Returning to shore is when the fine art of docking your boat comes into play. Before you even buy your vessel, experienced boaters recommend that you acquire a book known as the bible of small boating, Chapman's Piloting: Seamanship and Small Boat Handling. Study it well before setting out in your new pride and joy to avoid embarrassing and dangerous situations, like crashing into the dock or another vessel.

Some very important things to know

When attempting to dock your boat, you must be aware of two major things that have a great influence on your success: the direction of the wind and the current.

Your boat has something called freeboard, which is the area extending above the surface of the water; the higher your boat is, the more freeboard you have, meaning that wind currents will affect your docking more than as if you were in a canoe.

Given that you're now a relatively well-educated boater (you read Chapman's, didn't you?), you know a few things, and you will have some "tell tales" hanging from an antenna or part of your rigging. Tell tales are just little pieces of string of fabric that tell you what the direction of the prevailing wind is, and you can make your docking calculations accordingly.
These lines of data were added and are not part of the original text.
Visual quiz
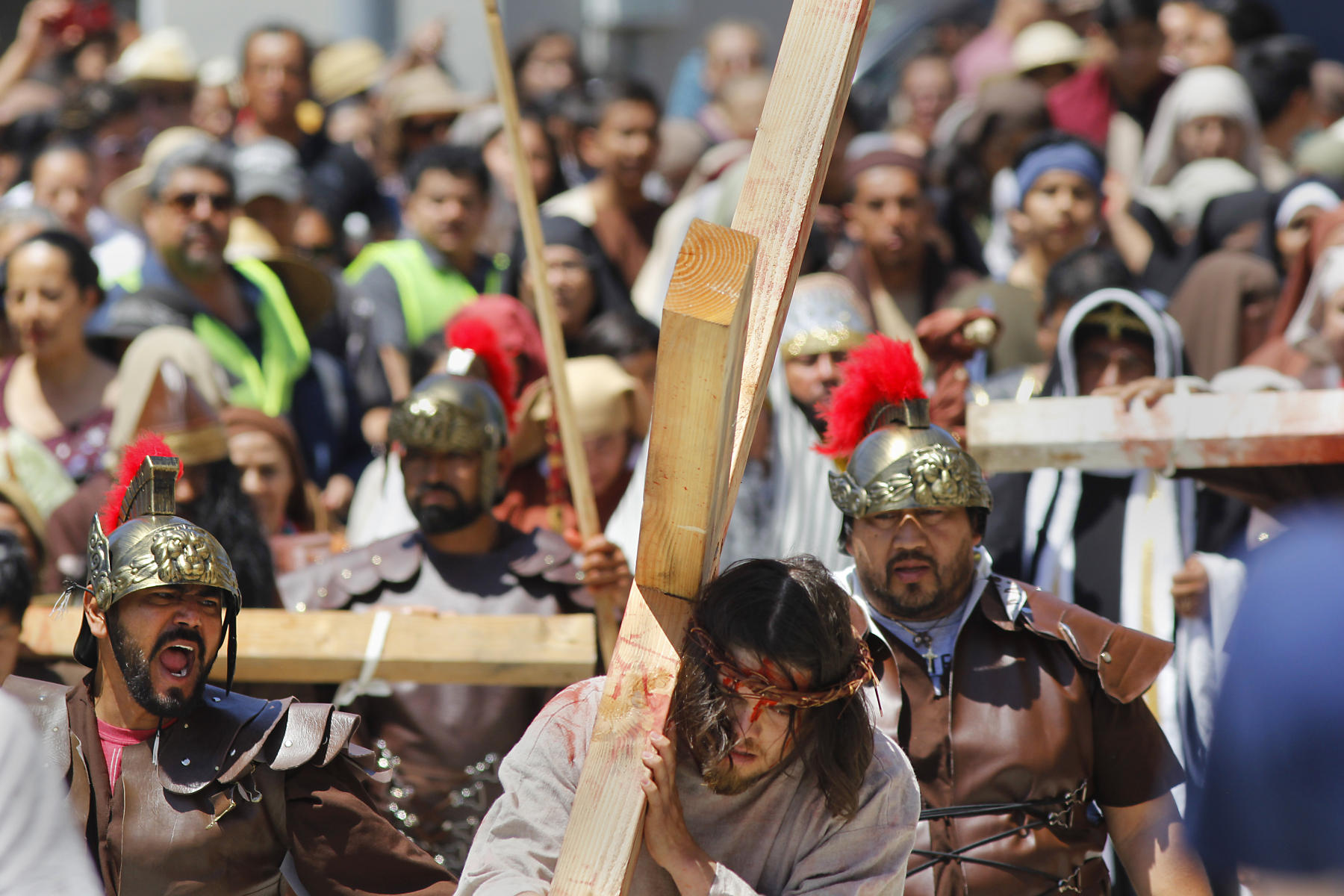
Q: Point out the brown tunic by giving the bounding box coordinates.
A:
[850,576,1181,896]
[5,676,454,896]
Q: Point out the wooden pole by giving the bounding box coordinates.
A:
[550,220,756,896]
[482,0,618,662]
[966,390,1344,473]
[22,606,597,688]
[550,0,871,896]
[719,0,872,561]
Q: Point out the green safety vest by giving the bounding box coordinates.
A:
[117,258,313,417]
[346,239,501,348]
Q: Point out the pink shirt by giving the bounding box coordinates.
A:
[98,719,158,787]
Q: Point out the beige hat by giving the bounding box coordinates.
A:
[383,66,472,121]
[1012,22,1085,74]
[113,27,196,84]
[312,37,387,106]
[225,215,336,332]
[102,125,215,227]
[511,355,649,462]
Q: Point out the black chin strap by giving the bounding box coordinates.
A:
[906,782,1087,896]
[225,610,238,694]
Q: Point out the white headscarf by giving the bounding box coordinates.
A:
[1139,66,1260,187]
[1284,246,1344,360]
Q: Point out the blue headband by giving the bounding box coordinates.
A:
[1018,141,1105,207]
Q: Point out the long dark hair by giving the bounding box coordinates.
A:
[10,230,104,305]
[669,555,874,818]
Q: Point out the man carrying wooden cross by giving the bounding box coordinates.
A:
[458,556,918,896]
[823,336,1210,896]
[279,365,629,868]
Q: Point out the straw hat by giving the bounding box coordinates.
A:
[312,37,387,106]
[383,66,472,121]
[113,27,196,84]
[102,125,215,227]
[1012,22,1085,74]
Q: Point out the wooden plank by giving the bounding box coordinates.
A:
[719,0,872,553]
[966,390,1344,473]
[484,0,617,664]
[23,606,597,688]
[635,220,756,598]
[550,220,756,896]
[550,0,871,896]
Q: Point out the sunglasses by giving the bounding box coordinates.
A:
[164,192,234,212]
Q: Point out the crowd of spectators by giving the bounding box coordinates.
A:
[0,0,1344,881]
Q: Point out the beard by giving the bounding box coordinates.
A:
[410,482,485,535]
[859,548,976,619]
[699,741,783,797]
[108,612,215,719]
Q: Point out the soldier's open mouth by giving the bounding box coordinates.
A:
[158,644,196,679]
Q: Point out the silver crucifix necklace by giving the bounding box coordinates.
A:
[883,612,957,679]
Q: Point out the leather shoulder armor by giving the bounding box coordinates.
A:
[279,532,425,610]
[508,529,579,588]
[995,576,1176,703]
[158,685,359,794]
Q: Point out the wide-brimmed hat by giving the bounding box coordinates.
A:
[234,137,304,205]
[102,125,214,227]
[111,27,196,84]
[1012,20,1085,75]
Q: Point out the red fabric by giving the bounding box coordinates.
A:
[444,316,517,429]
[445,296,546,398]
[1045,64,1119,146]
[817,333,927,457]
[98,432,181,535]
[98,719,158,787]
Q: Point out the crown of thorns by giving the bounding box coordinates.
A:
[689,626,877,712]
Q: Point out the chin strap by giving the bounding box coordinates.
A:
[225,610,238,694]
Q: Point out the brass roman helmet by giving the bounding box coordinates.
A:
[830,398,993,517]
[62,435,242,685]
[821,336,993,517]
[387,373,508,506]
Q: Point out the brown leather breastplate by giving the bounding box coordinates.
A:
[879,596,1109,896]
[108,743,287,896]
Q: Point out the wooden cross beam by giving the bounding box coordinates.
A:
[966,390,1344,473]
[23,606,597,688]
[550,0,871,896]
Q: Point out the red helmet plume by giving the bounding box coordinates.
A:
[444,317,517,427]
[817,333,929,457]
[98,432,181,533]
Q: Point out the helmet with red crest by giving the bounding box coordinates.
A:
[818,336,993,518]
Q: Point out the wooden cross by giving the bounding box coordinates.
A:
[966,390,1344,473]
[966,390,1344,513]
[550,0,871,896]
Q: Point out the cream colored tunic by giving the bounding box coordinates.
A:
[457,679,919,896]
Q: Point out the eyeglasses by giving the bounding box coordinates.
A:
[164,193,234,214]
During docking, remember these key words: 'Go slow.'

Preparations prior to docking

As you approach your docking area, have your crew, if you have one, place fenders-landlubbers call them bumpers-along the side that you plan to have against the dock. This will save you from scratching up your boat and having an overly severe impact with the wall. If you don't have a crew, put your transmission in neutral, idle your engine while still away from the harbor and go hang the fenders yourself.

Get all your docking lines ready: one attached to your rear cleat to arrest your forward momentum, and one on the forward cleat to avoid the bounce-back effect when your aft line reaches its limit.
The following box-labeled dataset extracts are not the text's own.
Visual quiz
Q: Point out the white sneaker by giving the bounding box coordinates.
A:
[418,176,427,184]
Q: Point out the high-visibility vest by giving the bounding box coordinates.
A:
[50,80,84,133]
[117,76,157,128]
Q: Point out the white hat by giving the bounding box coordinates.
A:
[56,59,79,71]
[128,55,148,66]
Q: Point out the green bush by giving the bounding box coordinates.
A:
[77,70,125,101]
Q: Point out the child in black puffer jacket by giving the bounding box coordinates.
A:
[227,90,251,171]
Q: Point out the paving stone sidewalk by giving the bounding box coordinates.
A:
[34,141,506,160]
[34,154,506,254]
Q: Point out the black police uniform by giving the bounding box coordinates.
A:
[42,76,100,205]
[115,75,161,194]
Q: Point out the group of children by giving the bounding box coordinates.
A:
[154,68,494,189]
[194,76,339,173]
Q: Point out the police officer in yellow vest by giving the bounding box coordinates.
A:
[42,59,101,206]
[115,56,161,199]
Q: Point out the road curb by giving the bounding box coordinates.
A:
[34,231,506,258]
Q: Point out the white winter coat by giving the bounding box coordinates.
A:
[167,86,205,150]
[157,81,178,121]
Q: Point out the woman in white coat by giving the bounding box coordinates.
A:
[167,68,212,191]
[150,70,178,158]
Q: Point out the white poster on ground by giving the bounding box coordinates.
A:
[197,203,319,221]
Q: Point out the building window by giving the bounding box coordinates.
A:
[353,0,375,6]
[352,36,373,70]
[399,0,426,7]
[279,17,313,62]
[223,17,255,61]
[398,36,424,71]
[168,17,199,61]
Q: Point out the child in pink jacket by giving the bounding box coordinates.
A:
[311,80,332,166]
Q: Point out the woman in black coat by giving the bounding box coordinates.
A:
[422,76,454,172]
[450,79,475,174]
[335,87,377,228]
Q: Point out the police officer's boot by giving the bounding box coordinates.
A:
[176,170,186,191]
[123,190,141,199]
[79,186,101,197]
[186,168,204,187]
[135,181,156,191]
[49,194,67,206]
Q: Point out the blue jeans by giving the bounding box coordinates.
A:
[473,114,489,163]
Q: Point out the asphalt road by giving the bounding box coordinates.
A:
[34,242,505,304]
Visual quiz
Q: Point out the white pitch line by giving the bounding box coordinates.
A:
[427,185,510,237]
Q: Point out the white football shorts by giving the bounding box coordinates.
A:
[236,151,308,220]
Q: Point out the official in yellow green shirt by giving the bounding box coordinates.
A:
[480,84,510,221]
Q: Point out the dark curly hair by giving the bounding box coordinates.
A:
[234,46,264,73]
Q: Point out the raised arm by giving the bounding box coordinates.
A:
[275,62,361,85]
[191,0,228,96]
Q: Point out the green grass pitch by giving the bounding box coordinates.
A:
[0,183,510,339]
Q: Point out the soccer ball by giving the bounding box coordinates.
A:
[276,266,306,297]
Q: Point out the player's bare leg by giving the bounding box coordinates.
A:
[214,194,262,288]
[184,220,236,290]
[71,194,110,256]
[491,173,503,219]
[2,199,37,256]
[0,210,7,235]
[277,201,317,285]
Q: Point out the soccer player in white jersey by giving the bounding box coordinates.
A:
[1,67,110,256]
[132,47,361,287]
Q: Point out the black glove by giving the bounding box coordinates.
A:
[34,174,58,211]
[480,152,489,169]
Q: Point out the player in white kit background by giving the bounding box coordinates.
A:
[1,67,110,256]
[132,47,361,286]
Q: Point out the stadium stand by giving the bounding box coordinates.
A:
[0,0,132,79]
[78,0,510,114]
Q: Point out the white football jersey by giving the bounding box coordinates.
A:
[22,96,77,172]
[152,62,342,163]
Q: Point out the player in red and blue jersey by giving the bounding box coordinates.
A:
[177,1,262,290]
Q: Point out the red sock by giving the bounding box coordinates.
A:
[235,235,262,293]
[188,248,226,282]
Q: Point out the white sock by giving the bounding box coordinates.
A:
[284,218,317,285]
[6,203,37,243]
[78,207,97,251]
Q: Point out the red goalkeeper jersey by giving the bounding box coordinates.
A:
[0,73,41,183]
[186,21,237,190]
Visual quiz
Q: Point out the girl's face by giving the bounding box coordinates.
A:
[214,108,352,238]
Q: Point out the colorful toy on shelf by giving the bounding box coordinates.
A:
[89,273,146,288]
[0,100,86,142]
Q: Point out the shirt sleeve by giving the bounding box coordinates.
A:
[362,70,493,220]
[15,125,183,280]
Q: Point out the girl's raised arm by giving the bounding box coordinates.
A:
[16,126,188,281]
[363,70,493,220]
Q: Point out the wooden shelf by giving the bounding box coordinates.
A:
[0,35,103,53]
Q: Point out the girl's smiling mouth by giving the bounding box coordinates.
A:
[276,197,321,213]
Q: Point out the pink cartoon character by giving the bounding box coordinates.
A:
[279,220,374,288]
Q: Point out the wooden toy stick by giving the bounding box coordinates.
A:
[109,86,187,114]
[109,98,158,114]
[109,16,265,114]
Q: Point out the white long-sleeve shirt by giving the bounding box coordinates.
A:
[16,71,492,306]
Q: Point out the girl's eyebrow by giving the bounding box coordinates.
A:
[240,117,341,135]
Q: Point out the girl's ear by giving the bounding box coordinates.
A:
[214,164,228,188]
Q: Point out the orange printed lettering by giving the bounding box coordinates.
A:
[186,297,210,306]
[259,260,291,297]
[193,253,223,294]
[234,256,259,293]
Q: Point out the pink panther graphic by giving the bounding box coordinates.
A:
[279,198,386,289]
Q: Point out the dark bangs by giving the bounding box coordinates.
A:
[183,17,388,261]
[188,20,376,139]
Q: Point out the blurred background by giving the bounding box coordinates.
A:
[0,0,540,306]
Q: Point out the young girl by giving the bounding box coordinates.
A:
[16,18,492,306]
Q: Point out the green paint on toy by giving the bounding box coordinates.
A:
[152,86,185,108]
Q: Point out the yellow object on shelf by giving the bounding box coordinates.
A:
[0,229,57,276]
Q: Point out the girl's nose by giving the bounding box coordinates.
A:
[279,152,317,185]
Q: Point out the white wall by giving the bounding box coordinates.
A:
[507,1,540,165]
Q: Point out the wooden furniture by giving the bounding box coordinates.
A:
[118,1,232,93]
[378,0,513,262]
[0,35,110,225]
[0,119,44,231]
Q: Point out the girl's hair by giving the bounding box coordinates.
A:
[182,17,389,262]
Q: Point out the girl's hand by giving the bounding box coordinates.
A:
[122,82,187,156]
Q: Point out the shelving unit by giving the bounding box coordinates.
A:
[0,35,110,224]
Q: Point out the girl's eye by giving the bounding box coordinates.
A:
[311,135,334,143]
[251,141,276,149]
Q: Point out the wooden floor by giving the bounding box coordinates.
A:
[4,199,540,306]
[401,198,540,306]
Typically, fellow boaters who notice that you're getting ready to dock will come to your aid, ready to catch a line and attach it to a bollard with that well-known figure-eight loop.

Secure your lines

When the first two lines are secured, it may be a good idea to attach another line at each cleat going in the other direction to stabilize your vessel. Assure that your fenders are hanging at the proper height, especially for oceangoing craft; water depths at the dock may vary by several feet depending on the phase of the moon and the tides.

After you have docked

If you trailer your boat, be courteous to your fellow boaters, and get your boat out of the water as quickly as possible to free up valuable space on the dock and launch ramp. You can do all the unloading, plug pulling and fender stowing after you are out of the water.

If you are lucky enough to have a berth, you may have to put fenders on both sides of the boat. Make sure that your automatic bilge pump is on, unload, and go on your merry way. If there are torrential downpours while your boat is docked, it would be wise to check on your bilges from time to time.